Nemesita entrò nel bosco assieme a due allocchi che facevano jogging. Nemesita non capiva la gente che andava a correre per consumare energie. Lei aveva il problema opposto. Non se la passava benissimo e delle volte soffriva la fame, nonostante tutte quelle sostanze di cui si facesse (cioè tutto quello che poteva raccattare, dalle canne, al crack, all’eroina, alla coca, alle anfetamine all’LSD) spesso le facessero passare l’appetito. Presto si sarebbe dovuta recare nuovamente dal macellaio che le faceva credito. Credito per modo di dire: in realtà pretendeva di esser pagato sempre in un’altra maniera: in natura; una maniera che la ripugnava ma a cui doveva soggiacere se non voleva prima o poi morire di fame.
Ma in quel momento Nemesita non pensava al sudicio macellatore. Hildita non pensava a niente. Pensava ad attraversare il bosco [parco] e trovarsi un posticino per schiacciare forse un pisolino, o distendersi a prendere il sole. Infatti cominciava a fare freddino.
A un tratto si trovò davanti un bivio. A destra compariva una specie di scorciatoia, una stradina che si addentrava proprio nel centro più ingarbugliato del bosco, e le avrebbe fatto risparmiare del tempo. A sinistra c’era il solito sentiero che prendevano tutti, che eseguiva una lunga circonvoluzione per aggirare quella zona così fitta di vegetazione, e poi rispuntava dall’altra parte, dove riprendeva in un tratto molto più ampio.
I corridori la superarono prendendo il sentiero di sinistra. Hildita poté osservarli da dietro. Erano una coppia male assortita. Lui, un tale robusto con la maglietta rossa il quale corricchiava più lentamente di quanto avrebbe potuto, per stare al fianco dell’altra. Che sembrava una stramba ragazzina più giovane di lui, magrolina e bassa, con le gambe assai arcuate, con dietro due trecce di capelli castani che la facevano somigliare a un’indiana del west. Hildita guardò quelle gambe con sprezzo. Si disse compiacendosene che le sue gambe erano molto più belle: erano diritte, tornite e muscolose. Ci era proprio nata così e non le aveva mai allenate.

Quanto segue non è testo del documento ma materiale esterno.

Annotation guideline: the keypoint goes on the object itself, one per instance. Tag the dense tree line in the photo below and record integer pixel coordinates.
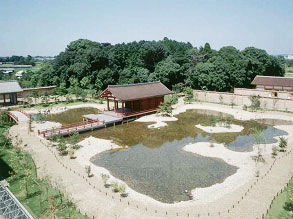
(289, 63)
(93, 65)
(19, 60)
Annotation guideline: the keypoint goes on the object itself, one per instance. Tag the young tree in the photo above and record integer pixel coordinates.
(283, 143)
(165, 109)
(188, 95)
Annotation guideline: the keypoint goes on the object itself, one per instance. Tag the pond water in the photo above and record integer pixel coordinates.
(155, 163)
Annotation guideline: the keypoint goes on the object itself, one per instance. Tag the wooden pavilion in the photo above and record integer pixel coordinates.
(135, 99)
(9, 91)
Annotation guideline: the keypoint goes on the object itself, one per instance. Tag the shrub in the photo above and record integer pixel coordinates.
(171, 99)
(255, 102)
(88, 170)
(115, 187)
(275, 151)
(165, 109)
(105, 178)
(283, 143)
(178, 88)
(188, 95)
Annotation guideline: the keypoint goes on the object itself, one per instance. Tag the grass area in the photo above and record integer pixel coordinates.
(37, 196)
(279, 208)
(289, 71)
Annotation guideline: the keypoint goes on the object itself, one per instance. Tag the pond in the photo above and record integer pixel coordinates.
(156, 165)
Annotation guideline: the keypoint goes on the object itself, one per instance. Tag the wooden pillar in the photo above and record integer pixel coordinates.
(115, 106)
(108, 105)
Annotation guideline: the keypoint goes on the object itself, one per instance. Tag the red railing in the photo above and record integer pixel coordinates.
(134, 113)
(13, 117)
(23, 112)
(71, 128)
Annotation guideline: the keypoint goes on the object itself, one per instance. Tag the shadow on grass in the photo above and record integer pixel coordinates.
(288, 206)
(5, 170)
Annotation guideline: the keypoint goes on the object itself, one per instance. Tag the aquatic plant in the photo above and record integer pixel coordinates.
(88, 170)
(115, 187)
(283, 143)
(105, 178)
(274, 151)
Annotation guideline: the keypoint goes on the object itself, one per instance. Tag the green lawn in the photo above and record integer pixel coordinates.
(289, 72)
(278, 211)
(41, 197)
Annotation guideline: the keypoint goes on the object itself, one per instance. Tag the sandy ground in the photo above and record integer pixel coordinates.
(220, 128)
(245, 172)
(210, 199)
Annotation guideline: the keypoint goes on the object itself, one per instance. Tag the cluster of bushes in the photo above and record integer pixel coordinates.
(92, 65)
(66, 148)
(18, 168)
(116, 187)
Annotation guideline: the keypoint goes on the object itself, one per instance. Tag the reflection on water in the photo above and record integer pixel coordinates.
(155, 164)
(138, 133)
(164, 173)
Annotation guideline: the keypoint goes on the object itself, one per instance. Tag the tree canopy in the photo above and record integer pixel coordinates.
(96, 65)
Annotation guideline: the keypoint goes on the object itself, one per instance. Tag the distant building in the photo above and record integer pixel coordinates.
(273, 83)
(9, 91)
(7, 70)
(280, 87)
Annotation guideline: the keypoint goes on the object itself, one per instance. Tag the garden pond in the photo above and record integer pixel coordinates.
(155, 164)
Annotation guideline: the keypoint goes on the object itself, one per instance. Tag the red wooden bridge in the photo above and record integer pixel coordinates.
(72, 128)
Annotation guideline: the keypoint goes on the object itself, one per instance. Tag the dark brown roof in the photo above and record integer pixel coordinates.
(272, 81)
(138, 91)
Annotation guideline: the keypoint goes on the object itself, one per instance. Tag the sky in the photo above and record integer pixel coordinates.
(46, 27)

Con il suo ultimo sguardo scrutò i corridori sparire nella discesa che portava dapprima alla strada e poi sarebbe rientrata nel bosco [parco]. Si chiese se una volta finita quell’assurda attività fisica avrebbero scopato, quei due. Ne era quasi certa. Ma prima o dopo essersi fatti la doccia? Prima, riteneva lei. Perché quei tipi amavano sentirsi puliti dopo, dopo che avevano sudato e si erano affaccendati in pratiche faticose e/o amorose e avevano fatto le sozzerie. Hildita immaginò il colosso che la piegava in due tenendole quelle gambette storte verso il soffitto: che si gettava con tutto il suo peso dentro lei, dentro quella piccola ragazzina che non doveva avere orifizi adatti a contenerlo. Per un attimo ne sorrise; ma poi provò invidia per loro, che almeno avevano l’uno per l’altra, mentre lei non aveva nessuno. Proprio nessuno. Lei non poteva avere nessuno. Lei era in fuga perenne…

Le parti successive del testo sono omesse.